Once I've finished at Live I shall be hightailing it up from the Quayside to meet up with a cellist to talk about collaborating on Songs from Whenever...I'm very excited/nervous about not wittering on too much. More details on that later though... my netbook is about to peg out.

Friday, June 10, 2011

Songs from Whenever...

and being on The Verb. That's right, I've just been on The Verb actually speaking to Ian McMillan. OK so I guess I should have mentioned before now that I'm one of the Verb New Voices spoken word artists. It's a spoken word development programme run by the BBC and ACE. Me and Michael Edwards are the poets working with Annabel Turpin at ARC, Stockton. It was great to hear Mike talking about the multi-voice piece he's working on - it sounds brilliant... Now I just have to remember that letting doubt creep in about my own project is counter productive... besides the very amazing Zena Edwards is going to be my mentor so it's gonna be belters! 


I should really find a succinct way of summing up what my show is about but my brain's not quite functioning at the moment so it'll have to wait. In the meantime, this is what I said on my application (so it must be true)...


Songs from Whenever will draw inspiration from song titles that link in with specific moments in my life. The piece won’t be pure autobiography, more a fabricated account of growing up based on my childhood and early adulthood;  exploring themes of memory, identity, education, disengagement, discovery and escapism.

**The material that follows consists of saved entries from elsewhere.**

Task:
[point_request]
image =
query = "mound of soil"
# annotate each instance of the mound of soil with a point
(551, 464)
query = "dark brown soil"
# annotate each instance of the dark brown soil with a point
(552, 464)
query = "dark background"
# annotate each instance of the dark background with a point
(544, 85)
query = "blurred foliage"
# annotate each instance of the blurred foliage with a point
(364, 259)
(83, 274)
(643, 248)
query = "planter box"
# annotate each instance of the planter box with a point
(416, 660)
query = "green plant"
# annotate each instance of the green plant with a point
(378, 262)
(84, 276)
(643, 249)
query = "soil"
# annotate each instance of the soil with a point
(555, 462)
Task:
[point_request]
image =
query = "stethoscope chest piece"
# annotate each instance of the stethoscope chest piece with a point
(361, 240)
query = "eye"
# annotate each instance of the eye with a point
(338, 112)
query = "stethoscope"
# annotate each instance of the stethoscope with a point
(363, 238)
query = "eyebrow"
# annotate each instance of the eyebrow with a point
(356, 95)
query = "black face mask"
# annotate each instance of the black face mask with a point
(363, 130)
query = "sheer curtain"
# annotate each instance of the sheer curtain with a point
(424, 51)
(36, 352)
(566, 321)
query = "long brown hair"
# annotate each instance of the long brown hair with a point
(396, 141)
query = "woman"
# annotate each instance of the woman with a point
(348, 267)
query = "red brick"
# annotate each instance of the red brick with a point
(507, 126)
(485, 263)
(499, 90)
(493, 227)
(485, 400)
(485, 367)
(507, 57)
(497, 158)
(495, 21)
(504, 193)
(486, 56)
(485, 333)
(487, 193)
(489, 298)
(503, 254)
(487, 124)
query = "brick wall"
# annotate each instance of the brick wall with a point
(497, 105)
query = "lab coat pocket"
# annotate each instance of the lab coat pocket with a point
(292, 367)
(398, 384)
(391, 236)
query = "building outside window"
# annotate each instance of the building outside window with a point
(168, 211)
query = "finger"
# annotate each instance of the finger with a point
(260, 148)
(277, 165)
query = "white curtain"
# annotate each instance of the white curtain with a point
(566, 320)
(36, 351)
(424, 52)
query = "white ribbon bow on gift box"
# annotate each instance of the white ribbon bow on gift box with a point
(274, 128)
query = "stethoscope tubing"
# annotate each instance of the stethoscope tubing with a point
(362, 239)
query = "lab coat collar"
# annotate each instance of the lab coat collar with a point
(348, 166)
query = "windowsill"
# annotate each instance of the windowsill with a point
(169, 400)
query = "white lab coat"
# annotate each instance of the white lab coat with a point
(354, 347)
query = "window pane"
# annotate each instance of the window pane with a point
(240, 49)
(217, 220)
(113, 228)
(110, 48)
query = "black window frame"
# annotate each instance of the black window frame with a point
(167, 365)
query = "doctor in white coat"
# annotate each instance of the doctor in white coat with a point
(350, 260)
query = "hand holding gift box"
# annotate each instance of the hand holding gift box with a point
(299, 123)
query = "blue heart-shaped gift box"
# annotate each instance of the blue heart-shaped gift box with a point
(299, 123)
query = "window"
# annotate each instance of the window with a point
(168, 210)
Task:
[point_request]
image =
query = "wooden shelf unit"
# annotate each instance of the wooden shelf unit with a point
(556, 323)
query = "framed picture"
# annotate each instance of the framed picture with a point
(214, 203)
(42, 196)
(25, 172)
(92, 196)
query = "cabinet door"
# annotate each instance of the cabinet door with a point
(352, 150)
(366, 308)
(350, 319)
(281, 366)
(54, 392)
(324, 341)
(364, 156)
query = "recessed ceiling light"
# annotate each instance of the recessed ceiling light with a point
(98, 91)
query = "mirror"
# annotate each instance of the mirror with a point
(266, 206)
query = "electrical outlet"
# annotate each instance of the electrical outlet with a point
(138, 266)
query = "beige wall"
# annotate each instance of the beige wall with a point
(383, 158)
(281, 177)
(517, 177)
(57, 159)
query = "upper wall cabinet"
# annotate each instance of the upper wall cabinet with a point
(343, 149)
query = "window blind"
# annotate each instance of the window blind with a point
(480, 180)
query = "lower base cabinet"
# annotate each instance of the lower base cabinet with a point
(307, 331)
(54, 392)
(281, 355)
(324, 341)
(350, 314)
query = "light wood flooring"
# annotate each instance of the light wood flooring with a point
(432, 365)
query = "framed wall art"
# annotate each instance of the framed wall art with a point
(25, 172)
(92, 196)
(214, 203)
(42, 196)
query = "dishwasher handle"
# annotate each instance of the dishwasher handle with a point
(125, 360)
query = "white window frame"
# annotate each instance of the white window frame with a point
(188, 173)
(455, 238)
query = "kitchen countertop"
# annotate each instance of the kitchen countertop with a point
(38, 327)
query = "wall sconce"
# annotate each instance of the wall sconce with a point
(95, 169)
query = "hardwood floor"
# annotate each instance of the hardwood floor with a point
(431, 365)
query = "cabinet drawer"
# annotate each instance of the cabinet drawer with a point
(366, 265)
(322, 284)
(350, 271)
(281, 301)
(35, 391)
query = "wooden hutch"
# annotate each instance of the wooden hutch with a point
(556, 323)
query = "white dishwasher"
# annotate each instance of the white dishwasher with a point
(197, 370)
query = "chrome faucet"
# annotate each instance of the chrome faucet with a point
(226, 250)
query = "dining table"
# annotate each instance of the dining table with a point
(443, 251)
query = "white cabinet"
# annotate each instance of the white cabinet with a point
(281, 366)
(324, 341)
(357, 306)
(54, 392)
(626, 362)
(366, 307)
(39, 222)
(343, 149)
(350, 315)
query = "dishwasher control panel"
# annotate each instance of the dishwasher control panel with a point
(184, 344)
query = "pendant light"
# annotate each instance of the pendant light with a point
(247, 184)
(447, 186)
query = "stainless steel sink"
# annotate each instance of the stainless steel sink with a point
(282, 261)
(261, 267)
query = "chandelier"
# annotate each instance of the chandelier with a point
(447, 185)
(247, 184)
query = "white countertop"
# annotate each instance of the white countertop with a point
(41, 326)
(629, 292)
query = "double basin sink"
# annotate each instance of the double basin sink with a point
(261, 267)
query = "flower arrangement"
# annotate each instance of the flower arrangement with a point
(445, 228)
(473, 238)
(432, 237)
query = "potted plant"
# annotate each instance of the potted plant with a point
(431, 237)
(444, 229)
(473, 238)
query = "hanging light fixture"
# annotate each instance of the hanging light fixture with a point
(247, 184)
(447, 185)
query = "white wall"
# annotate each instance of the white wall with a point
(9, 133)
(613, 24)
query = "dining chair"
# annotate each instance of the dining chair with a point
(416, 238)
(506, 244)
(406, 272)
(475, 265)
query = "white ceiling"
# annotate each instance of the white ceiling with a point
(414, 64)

Built around an event (most probably the point of leaving home or arriving in a new city), a point where the possibilities are still there, the choices are yet to be made… Each poem in the sequence will reveal more and more about the character, their world, the choices they face, the mistakes they’ve made and the things they’ve got right… or might get right, given time. 

Anyway, there you have it. And to give you a flavour here's an extract from my work-in-progress and yeah, I know it looks like a passage of prose but that's because it's a prose poem. (Incidentally, an earlier version of this was published in Sepia Souls anthology by ID on Tyne Press.)

There is something different in this hot school summer. I push the magnetic catch of the glass-fronted cabinet and reach for his records.  Selecting emotions and matching them to my own. I balance an album cover between skinny brown fingers. Against the white background two figures. A man. A woman. Each half naked, his torso/her belly, rump and thighs. The heat and sweat of my body distorts in the intense August light that still fills the living room. I place the record on the player, hold the arm delicately, careful to drop the needle in the groove not slip and skip and scratch. Relax. Outside, friends play in the dust of the estate, their shoulders, legs, arms bare.

thinking about structure
How on earth am I going to make sense of this?